Yes, word=4 bytes, d(ouble)word=8 bytes.
> > Unfortunatly in practice it only seems to fix a small % of errors for us
> > because our copy routines only use dword copies for larger messages and
> > word copies for smaller messages, I'm still seeing errors of the form
> > shown if anybody can recommend a way of suppressing them properly. The
> > key thing is it's a four byte aligned/eight byte misaligned word read
> > immediately after a chunk of addressable memory and the suppressions
> > format doesn't let me specify this.
> >
> > RMS_RANK 0
> > Invalid read of size 4
> > at 0x4305C19: elan_tportTxStart (tportTx.c:299)
> > by 0x4245705: MPID_ELAN_SendContig (adi2send.c:70)
> > by 0x424566F: MPID_SendContig (adi2send.c:139)
> > by 0x4242044: MPID_SendDatatype (adi2hsend.c:66)

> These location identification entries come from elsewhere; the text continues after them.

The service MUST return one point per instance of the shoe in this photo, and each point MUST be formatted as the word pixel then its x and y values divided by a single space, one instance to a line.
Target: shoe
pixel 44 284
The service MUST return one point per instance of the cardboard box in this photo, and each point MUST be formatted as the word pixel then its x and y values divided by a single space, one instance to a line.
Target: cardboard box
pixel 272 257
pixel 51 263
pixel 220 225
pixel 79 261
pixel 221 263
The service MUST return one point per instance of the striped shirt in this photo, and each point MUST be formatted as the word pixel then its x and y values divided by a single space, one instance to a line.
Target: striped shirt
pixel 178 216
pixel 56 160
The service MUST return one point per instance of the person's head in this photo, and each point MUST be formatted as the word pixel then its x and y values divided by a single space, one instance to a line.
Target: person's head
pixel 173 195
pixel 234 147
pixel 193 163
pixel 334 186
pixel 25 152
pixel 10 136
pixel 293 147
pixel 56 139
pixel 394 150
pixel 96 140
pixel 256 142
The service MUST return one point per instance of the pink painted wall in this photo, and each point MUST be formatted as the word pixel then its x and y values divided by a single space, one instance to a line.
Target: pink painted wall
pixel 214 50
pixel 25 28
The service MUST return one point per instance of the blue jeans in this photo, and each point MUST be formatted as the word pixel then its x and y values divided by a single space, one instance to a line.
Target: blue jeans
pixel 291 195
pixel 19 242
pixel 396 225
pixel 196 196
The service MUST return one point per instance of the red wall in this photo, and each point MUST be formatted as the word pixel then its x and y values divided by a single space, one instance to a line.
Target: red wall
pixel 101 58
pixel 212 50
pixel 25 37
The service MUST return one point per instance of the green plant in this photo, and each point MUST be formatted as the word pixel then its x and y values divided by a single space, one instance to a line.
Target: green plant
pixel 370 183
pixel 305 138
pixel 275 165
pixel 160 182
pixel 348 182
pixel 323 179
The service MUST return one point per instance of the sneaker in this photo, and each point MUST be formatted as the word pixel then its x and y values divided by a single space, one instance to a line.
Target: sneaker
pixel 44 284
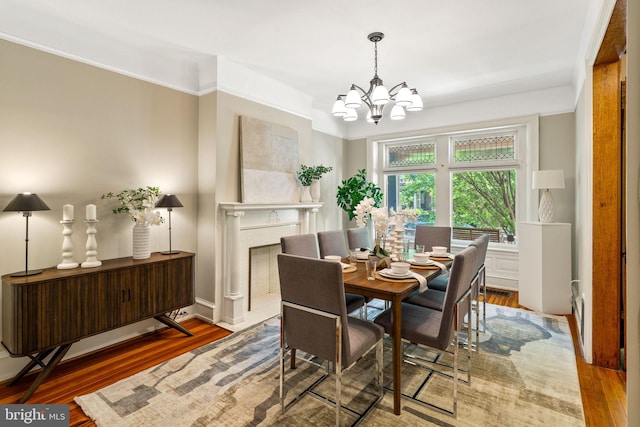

> > by 0x426A595: PMPI_Send (send.c:91)
> > by 0x8048F46: main (sendvector.c:94)
> > Address 0x5f0f41c is 0 bytes after a block of size 20 alloc'd
> > at 0x401B742: malloc (vg_replace_malloc.c:207)
> > by 0x42443D7: MPID_PackMessage (adi2mpack.c:37)
> > by 0x424200C: MPID_SendDatatype (adi2hsend.c:62)
> > by 0x426A595: PMPI_Send (send.c:91)
> > by 0x8048F46: main (sendvector.c:94)
>
> Um, this is a bit hard to think about without a specific example
> to prod at. Could you make one?
Assume that shm is a shared memory fifo and the process copying out
knows to read the size from the correct slot and only loads the relevant
data. In our experiance the use of a copy routine like this is
significantly faster than memcpy() in the cases we care about.
The code complains on i686 and x86_64 normally, --partial-loads-ok=yes
allows it to run cleanly on x86_64 but it still reports errors on i686.
Originally I had suppressions for the warning but then I realised that
it suppressed the case where invalid addresses were being passed to
send_data()
#include <inttypes.h>
#define ELAN_ALIGNUP(x,a) ((typeof(x))(((uintptr_t)(x) + ((a)-1)) &
(-(a)))) /* 'a' power of 2 */
uint64_t *shm;
void copy (void *dst, void *src, int size) {
if ( (int)src & 7 ) {
memcpy(dst,src,size);
return;
}
int ndwords = (ELAN_ALIGNUP(size, 8) >> 3);
int i,idx;
uint64_t *s = src;
uint64_t *d = dst;
idx = 0;
for ( i = 0 ; i < ndwords ; i++ )
d[idx++] = s[i];
}
int send_data (int idx, void *base, int size) {
shm[0] = idx;
shm[1] = size;
copy(&shm[2],base,size);
}
int main () {
shm = malloc(1024*64);
int i;
for ( i = 0 ; i < 32 ; i++ ) {
char *buf = malloc(i);
send_data(42,buf,i);
free(buf);
}
return 0;
}
|